Monthly Archives: June 2011


Use of and chatter surrounding statistics is quite prevalent in the popular media as well as in many work and play situations (such as sports). However, a good understanding and proper use of statistics requires us basically to start from zero and slowly develop a set of vocabulary and tools that we need to grapple with the subject. While its roots are in math, statistics became a separate profession in the latter part of the 20th century. [Computer science underwent a similar split from math over the course of the last 40 years or so.]

Statistics can broadly be divided into 2 branches, descriptive and inferential. For most of us, statistics is descriptive, easily computed numbers such as mean and standard deviation and an array of graphs used to display the distribution of the data, such as pie charts, bar and line graphs. From science classes, many of us are familiar with scatter plots, which are used to display a relation (or lack of) between two variables such as force and the stretch of a spring. We will spend much of the first three weeks doing descriptive statistics, during which time, we will get a heavy dose of Microsoft Excel and an introduction to the programming language R. I encourage the full use of these 2 tools for in-class work as well as homework.  The more difficult, predictive aspect of statistics, inferential, requires us to first to learn some probability, which is a branch of math. We will study probability for about 6 weeks. With probability under our belt, we will then devote the last 4 weeks of class to inferential statistics.
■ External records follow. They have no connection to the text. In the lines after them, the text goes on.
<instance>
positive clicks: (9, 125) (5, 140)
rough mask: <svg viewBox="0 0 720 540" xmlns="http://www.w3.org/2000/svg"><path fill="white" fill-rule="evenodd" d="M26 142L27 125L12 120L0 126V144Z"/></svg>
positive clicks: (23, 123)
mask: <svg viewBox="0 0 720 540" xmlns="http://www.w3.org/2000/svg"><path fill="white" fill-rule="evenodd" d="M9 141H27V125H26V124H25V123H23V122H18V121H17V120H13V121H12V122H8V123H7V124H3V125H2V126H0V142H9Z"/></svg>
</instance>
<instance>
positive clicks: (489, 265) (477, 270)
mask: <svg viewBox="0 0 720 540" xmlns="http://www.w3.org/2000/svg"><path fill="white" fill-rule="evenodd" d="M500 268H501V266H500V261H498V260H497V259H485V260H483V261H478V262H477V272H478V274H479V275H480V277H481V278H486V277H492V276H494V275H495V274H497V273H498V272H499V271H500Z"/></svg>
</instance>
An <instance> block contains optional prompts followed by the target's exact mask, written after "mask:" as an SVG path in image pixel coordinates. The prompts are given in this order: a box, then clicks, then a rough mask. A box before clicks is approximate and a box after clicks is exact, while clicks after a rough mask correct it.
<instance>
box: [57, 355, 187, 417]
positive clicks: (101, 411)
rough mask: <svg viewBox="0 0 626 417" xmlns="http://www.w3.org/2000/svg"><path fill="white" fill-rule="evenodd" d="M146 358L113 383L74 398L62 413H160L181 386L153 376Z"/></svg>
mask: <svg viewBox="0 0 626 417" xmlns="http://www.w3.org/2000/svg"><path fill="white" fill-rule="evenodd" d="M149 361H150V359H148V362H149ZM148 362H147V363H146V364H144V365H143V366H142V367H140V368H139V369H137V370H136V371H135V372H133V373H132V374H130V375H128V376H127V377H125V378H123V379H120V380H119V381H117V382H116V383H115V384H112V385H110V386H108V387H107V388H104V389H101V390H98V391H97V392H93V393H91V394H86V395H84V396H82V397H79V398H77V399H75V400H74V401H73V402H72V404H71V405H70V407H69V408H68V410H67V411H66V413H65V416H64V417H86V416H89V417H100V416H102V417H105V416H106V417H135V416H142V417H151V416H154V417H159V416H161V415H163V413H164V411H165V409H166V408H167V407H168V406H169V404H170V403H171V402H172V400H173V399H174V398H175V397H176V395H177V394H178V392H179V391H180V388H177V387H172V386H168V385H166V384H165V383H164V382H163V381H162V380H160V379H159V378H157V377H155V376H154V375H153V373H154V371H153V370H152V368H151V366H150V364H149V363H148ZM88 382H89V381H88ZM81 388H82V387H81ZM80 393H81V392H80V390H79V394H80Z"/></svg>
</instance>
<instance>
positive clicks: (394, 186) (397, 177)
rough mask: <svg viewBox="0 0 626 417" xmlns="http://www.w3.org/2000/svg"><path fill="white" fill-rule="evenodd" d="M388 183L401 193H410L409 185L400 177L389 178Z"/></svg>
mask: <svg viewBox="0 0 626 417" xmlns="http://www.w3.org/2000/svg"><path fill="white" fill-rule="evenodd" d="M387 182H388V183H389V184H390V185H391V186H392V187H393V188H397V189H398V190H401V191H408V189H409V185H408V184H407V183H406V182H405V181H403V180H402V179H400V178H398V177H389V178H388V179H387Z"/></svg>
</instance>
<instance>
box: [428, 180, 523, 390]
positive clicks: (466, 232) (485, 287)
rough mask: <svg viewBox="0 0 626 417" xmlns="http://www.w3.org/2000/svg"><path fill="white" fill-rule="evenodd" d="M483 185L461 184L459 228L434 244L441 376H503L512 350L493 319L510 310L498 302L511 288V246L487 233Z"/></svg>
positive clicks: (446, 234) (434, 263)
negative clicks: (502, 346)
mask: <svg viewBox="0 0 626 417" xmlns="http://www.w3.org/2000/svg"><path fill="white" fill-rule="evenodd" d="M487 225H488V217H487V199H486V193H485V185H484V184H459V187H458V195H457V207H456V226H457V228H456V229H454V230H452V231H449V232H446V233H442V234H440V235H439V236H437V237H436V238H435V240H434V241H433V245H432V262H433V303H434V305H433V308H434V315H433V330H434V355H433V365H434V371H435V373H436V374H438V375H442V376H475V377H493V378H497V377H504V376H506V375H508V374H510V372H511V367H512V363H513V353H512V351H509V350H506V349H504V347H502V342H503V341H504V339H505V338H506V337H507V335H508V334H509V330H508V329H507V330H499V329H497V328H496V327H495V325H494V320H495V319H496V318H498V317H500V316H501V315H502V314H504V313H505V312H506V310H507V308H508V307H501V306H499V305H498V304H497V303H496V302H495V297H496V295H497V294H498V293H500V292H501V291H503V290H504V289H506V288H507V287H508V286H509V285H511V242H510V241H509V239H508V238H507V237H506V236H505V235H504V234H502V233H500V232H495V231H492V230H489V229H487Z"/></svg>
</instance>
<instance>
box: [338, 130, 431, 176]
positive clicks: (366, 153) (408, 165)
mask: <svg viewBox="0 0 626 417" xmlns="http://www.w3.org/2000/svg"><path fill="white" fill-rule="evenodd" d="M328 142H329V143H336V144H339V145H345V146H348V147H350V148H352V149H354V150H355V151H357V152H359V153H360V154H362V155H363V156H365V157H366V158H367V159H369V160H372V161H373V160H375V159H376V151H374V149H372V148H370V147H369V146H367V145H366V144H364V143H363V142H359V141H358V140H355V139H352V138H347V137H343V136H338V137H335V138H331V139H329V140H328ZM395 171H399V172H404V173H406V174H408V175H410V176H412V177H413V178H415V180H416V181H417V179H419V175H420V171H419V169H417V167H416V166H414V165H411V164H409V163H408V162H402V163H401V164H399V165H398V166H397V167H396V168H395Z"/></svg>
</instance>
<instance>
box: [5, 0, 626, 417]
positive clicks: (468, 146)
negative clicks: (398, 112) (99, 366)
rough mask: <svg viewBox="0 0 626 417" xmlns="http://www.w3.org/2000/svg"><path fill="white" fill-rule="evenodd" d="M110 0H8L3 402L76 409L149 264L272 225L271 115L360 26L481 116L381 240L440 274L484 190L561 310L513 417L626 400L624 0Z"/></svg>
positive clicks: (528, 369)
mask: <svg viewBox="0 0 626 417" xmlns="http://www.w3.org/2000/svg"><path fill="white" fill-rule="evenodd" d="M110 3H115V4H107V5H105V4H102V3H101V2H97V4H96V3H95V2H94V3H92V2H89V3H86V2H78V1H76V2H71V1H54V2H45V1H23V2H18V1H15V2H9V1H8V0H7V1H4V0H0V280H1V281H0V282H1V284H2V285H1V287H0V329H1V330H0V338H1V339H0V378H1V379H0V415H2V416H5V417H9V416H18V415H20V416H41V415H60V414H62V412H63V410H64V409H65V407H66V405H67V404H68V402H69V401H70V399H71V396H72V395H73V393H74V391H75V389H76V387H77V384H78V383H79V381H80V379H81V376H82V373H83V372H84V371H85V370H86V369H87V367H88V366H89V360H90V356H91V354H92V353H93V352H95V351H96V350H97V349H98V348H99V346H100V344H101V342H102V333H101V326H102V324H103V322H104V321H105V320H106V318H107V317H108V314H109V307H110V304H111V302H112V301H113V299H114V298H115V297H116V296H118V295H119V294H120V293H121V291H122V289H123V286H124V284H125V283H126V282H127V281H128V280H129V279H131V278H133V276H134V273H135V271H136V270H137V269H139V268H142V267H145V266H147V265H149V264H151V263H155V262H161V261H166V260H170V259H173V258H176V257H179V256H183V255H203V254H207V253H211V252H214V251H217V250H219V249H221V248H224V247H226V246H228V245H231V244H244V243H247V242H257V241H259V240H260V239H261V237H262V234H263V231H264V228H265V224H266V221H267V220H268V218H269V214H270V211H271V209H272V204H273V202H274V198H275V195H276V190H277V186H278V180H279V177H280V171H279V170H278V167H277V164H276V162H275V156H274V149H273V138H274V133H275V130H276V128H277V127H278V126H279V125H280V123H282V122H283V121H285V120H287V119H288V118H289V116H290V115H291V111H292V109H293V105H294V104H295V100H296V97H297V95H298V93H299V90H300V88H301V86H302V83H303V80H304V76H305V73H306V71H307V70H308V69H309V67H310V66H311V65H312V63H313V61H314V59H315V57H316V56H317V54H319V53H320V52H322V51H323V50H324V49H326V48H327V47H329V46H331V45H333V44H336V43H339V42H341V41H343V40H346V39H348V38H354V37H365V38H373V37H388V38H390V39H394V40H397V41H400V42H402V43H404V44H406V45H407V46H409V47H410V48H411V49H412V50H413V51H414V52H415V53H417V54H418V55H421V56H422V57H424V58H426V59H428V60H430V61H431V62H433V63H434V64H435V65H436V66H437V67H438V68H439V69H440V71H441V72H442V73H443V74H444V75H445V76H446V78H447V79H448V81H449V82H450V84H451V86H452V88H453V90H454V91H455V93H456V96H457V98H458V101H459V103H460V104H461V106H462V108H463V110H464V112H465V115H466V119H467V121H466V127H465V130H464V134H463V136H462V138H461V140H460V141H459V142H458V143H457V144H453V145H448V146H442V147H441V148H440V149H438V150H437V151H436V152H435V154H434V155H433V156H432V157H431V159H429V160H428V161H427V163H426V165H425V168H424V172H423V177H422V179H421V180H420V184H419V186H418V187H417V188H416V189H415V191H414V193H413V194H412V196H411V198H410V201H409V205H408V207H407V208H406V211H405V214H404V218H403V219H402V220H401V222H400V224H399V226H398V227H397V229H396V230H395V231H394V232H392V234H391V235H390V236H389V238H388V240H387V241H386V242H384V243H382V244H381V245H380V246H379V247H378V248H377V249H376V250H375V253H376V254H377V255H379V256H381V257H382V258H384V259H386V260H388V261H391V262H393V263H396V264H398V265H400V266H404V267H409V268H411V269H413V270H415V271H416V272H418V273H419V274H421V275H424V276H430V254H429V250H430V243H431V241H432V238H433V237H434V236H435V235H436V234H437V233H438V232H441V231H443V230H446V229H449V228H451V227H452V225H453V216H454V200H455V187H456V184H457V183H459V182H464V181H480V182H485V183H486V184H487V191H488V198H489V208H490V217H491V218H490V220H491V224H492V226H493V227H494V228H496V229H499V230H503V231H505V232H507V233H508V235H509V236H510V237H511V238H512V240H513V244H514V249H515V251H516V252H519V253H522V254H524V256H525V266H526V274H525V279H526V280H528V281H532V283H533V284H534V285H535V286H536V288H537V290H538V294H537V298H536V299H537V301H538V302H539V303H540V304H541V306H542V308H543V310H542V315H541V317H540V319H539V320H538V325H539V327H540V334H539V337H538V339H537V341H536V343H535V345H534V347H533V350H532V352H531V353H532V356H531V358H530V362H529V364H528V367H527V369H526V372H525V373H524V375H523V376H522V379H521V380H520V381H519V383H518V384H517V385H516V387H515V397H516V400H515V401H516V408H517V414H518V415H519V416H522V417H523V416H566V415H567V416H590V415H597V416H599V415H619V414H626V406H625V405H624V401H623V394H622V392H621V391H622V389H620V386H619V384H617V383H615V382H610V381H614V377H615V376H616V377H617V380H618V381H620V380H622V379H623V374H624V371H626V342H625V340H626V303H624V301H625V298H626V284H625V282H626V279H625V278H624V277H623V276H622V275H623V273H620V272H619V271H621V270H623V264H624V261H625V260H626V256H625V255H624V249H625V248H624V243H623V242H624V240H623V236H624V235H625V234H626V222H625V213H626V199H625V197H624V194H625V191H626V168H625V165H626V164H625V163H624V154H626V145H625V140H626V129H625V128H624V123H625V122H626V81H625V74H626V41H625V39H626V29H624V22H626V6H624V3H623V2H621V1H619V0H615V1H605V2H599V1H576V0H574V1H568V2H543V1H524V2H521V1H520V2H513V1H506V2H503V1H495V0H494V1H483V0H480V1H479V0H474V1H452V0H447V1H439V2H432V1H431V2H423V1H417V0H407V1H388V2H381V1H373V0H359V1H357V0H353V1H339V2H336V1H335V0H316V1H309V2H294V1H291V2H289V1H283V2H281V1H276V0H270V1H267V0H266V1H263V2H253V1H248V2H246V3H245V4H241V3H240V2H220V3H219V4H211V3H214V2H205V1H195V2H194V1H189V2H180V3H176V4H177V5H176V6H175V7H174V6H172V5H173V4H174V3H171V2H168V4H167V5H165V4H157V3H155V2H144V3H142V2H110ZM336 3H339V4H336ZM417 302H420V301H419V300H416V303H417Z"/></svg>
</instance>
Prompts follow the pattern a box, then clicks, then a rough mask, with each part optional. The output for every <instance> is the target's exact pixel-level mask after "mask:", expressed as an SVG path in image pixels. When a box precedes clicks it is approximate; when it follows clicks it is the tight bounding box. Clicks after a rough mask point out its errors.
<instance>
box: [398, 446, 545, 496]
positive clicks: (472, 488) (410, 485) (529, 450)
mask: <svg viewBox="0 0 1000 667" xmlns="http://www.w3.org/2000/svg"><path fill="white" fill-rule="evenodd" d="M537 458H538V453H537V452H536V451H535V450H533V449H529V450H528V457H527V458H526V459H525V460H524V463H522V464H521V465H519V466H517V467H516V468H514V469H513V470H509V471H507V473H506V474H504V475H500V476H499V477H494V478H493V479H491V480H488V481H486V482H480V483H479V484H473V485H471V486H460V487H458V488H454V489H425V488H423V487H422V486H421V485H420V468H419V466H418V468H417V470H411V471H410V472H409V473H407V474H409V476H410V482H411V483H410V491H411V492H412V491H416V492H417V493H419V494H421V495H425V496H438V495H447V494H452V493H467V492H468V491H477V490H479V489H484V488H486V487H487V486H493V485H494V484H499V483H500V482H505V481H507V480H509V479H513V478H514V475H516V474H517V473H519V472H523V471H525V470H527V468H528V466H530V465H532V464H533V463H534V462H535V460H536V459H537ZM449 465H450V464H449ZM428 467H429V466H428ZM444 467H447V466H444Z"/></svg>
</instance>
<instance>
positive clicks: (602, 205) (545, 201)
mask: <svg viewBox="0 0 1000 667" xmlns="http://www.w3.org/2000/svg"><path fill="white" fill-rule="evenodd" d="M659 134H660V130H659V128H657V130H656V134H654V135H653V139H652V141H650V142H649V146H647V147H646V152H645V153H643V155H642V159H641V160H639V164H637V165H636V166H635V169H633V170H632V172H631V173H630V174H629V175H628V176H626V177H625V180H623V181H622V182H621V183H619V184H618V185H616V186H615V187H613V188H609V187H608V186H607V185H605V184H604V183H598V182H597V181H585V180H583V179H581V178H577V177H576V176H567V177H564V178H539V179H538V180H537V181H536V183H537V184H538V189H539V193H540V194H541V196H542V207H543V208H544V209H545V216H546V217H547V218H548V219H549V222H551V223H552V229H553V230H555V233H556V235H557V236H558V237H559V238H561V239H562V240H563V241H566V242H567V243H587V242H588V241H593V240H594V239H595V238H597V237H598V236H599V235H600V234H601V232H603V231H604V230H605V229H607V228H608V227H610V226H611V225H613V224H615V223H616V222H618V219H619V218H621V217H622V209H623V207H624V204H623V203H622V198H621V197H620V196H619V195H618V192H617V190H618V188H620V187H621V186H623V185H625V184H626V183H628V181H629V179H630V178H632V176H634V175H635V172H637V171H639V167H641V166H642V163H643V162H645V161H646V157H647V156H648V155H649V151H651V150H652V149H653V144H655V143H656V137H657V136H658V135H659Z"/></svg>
A word about resources. A quick look on Amazon shows that the textbook retails for $80 new and $20 used. In the past, students have been able to find PDF’s of the book as well. Probability and Statistics are such standard topics that there are many free online resources, including videos and archived course materials. I have decided to focus on the Khan academy videos (which will be a bit at a low-level for us). In addition, I will make use of lecture notes (Orloff) from an MIT course, which is at slightly high level for us. There is an online statistics textbook/course at a level which is low for us, but those of you who like to work in an integrated online environment (text, video, exercises, immediate feedback, etc.) will like it. Exam questions will be heavily based on homework. There are 2 probability textbook pdf’s (grinstead and snell and ross) you can use to supplement the required one and from which I myself will make use of for additional materials and problems.